I laid my head on his chest. It took guts to apologize and even more to delve into why you’d erred. In my etiquette column, I’d talked about a shallow versus a deep apology. In a shallow apology, you enumerated what you’d done wrong and apologized. In a deep apology, you talked about why you had done something. A shallow apology was fine if you didn’t know the other person and the wrong done was small. But if it was someone you cared about, someone you loved, and the wrong was tremendous, only a deep apology would suffice.
“You’ve been under a lot of stress,” I said. “It’s not easy being responsible for all these other people.” The employees at Mycoship were making token salaries, gambling on it being successful. In California, Pete had worked for CannaGauge, his parents’ cannabis-testing equipment company, and he’d grown it until it was big enough to support us comfortably, as well as his parents. He could afford to pour his soul into Mycoship. But it was stressful for the others who worked there, unable to put anything into retirement or savings. Pete felt he owed it to them to make Mycoship succeed.
Still, maybe he was overdoing it. I saw my opportunity. “Maybe you could establish some boundaries with Nathan, like it’s OK to contact you on weeknights, but weekends are for family.”
Pete tensed: I could feel it in his chest, in his arms around me. “We’re so close to making it, you know? I feel like we’re right on the verge of all our hard work paying off. If we could just get one or two big-box retailers to take a gamble on us.” At the moment, Mycoship’s clients were small luxury businesses with an ecological bent, companies that made artisanal gin or beeswax candles. Pete wanted mycelium packaging—which actually enriched the soil when discarded—to be as commonplace as Styrofoam. “Tell you what, we’ll have one family day every weekend. Will that work?”

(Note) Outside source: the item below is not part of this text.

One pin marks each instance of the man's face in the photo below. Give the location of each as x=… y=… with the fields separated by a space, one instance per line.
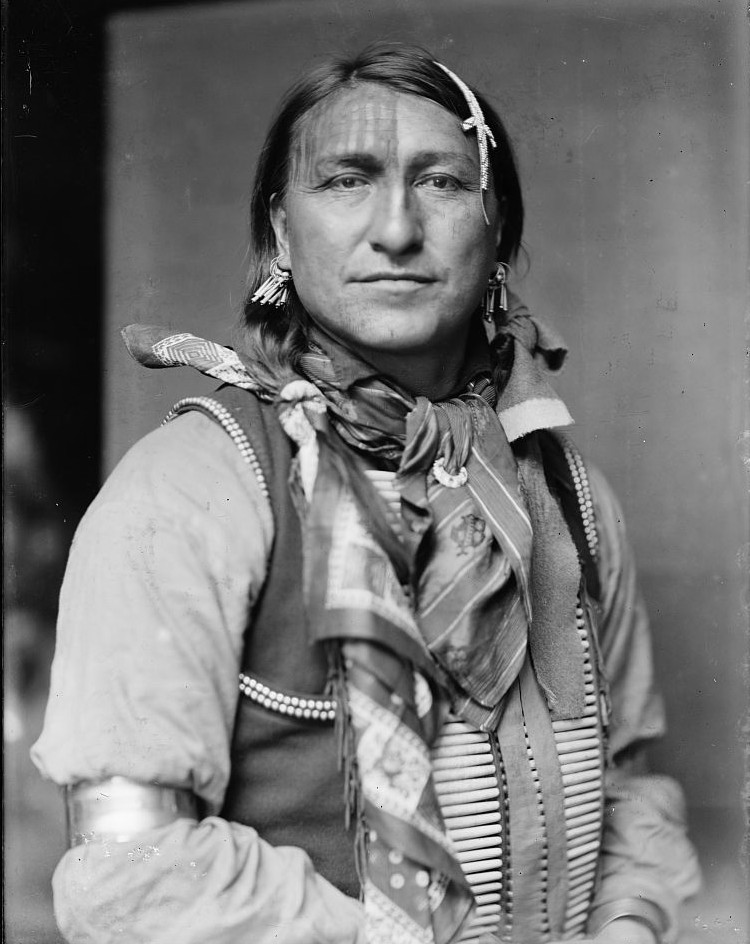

“It’s a good start.” As I hugged him, I kneaded his back with my knuckles, smelling his familiar, comforting smell of citrus zest and freshly sharpened pencils. “Maybe you can teach Stella to surf,” I murmured, catching sight of the new boogie board. “You managed to teach me.”
Pete chuckled. “You weren’t that bad.”
Pete had persuaded me to try surfing after we’d been dating for a month. “Catching a wave is like flying. You’re going to love it.”
But no matter how many times I got it right on land, I couldn’t “pop up”—move from lying on the board to standing—in the water. I fell off my board again and again.
One afternoon, when we were in the ocean, paddling back out to the lineup after I’d wiped out yet again, Pete said, “You’ve just got to believe in yourself,” and I snapped.
“Could you sound any more Californian? You also have to know when to give up. This just isn’t for me.”
I braced for Pete to lose his temper. But he just nodded. “You’re right. It doesn’t matter if you never catch a wave. I’m happy just being in the ocean with you.” He reached out for my hand, and my whole body relaxed. We lay on our boards, feeling the ocean’s rise and fall. A pelican skimmed low over the water. Then a wave moved towards us, and I knew I could catch it. I leaped to my feet in one fluid motion and rode nearly to the shore. Pete leaped off his board beside me, his face alight, and at our knees, the surf fizzed like champagne.